How does Risk Ledger work: Risk Ledger works like a social network, suppliers create a free profile, structured around a standardised framework, they then share this with clients who approve or reject based on their risk appetite. Supplier profiles are being continuously monitored by many clients simultaneously, meaning the information is always under scrutiny, maintaining quality, accuracy and timeliness.


  • Profiles are continuously kept up to date by suppliers
  • Able to see a complete map of your extended supply chain and identify potential concentration risks
  • Easily scalable regardless of the size of the organisation
  • Discussion function built-in
  • Easy to set up
  • Solves both supplier and client problems, meaning supplier engagement is high


  • No external scanning function
  • Relies on information provided by the suppliers themselves

Conclusion: Risk Ledger is helping organisations work together to improve the security of the global supply chain for consumers and companies alike. The supply chain map growing organically within the platform is a game changer for identifying systemic risk, understanding how threats can spread through the supply chain, and improving response capabilities.


When it comes to Third Party Risk Management (TPRM) and supplier assurance tools, it’s about choosing the right one to fit your needs. Regardless of the tool that you go with, we believe that supply chain security needs to be viewed differently. Whether or not you decide to join us on the Risk Ledger platform we do hope you’ll join us in creating the future of Defend as One. No organisation is an island and we all need to work together to keep the interconnected world a safer place.

If you are interested in learning more about what we do at Risk Ledger, click here.

Questions & Answers

What are third party risk management tools?

Third party risk management tools are software solutions designed to help organisations identify and mitigate risks associated with third-party suppliers. These tools are used for managing third-party risk assessments, for monitoring third-party performance, and identifying potential vulnerabilities in the supply chain.
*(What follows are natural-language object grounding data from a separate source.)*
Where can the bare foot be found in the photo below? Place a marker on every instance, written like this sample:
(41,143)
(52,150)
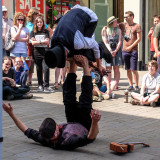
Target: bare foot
(73,66)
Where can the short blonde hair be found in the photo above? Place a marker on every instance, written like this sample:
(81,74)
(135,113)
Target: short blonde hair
(17,14)
(35,28)
(31,12)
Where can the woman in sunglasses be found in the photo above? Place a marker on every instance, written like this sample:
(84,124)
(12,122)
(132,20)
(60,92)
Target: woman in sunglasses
(20,35)
(32,15)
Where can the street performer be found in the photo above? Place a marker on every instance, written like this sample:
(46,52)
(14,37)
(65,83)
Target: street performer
(74,36)
(82,121)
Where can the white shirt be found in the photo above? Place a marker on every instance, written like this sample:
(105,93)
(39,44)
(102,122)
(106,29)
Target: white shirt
(151,82)
(20,47)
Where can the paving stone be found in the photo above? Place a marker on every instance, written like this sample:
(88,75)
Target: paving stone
(120,122)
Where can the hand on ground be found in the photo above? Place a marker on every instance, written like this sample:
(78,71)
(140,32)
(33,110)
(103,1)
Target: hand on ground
(95,115)
(8,108)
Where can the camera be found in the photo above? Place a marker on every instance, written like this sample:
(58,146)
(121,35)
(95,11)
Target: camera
(126,38)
What is the best risk management tool?

An effective third party risk management tool allows companies to continuously monitoring of their suppliers’ security posture, communicate and collaborate with their suppliers directly on the platform, and provide insights into their wider supply chains, i.e. into fourth, fifth, sixth etc parties, in order to identify possible concentration risks or other risks beyond their immediate suppliers. Risk Ledger enables you to do this all on one platform.